- Born: Elaine Cancilla January 19, 1940 Pittsfield, Massachusetts, U.S.
- Died: April 1, 2009 (aged 69) New York City, New York, U.S.
- Occupations: Actress, dancer
- Years active: 1959–2000s
- Spouse: Jerry Orbach ​ ​(m. 1979; died 2004)​

= Elaine Cancilla Orbach =

American actress and dancer

Elaine Cancilla Orbach (January 19, 1940 – April 1, 2009) was an American stage and musical theatre actress and dancer.

==Career==
Orbach, known professionally as Elaine Cancilla, appeared on Broadway and Off Broadway in productions including: Fiorello!, How to Succeed in Business Without Really Trying, Here's Love, Flora the Red Menace, Sweet Charity and Cry for Us All.

==Private life==
In 1979 she married actor Jerry Orbach, a star on stage and later of film and television (Law & Order). They met several years earlier while appearing together in the original Broadway theatre production of the Kander & Ebb musical, Chicago. They also co-starred in a touring production of Neil Simon's play, Chapter Two.

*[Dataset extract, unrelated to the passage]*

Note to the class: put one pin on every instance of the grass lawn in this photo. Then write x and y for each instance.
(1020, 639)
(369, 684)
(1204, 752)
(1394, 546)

The couple lived in a high-rise on 53rd Street off Eighth Avenue in Hell's Kitchen, an intersection shared with the Theater District, where Orbach was a fixture in that neighborhood's restaurants and shops. His glossy publicity photo hangs in Ms. Buffy's French Cleaners, and he was a regular at some of the Italian restaurants nearby. Following his death in 2004, she petitioned to have a portion of 53rd and 8th renamed in honor of Orbach; the plans met with some resistance by local planning boards, but were overcome thanks to his popularity and his love of the Big Apple.

==Death==
She died on April 1, 2009, at age 69, from pneumonia in a hospital in New York City. She was survived by her stepsons Tony Orbach and Chris Orbach, from whom she was estranged due to disagreements over Jerry's will.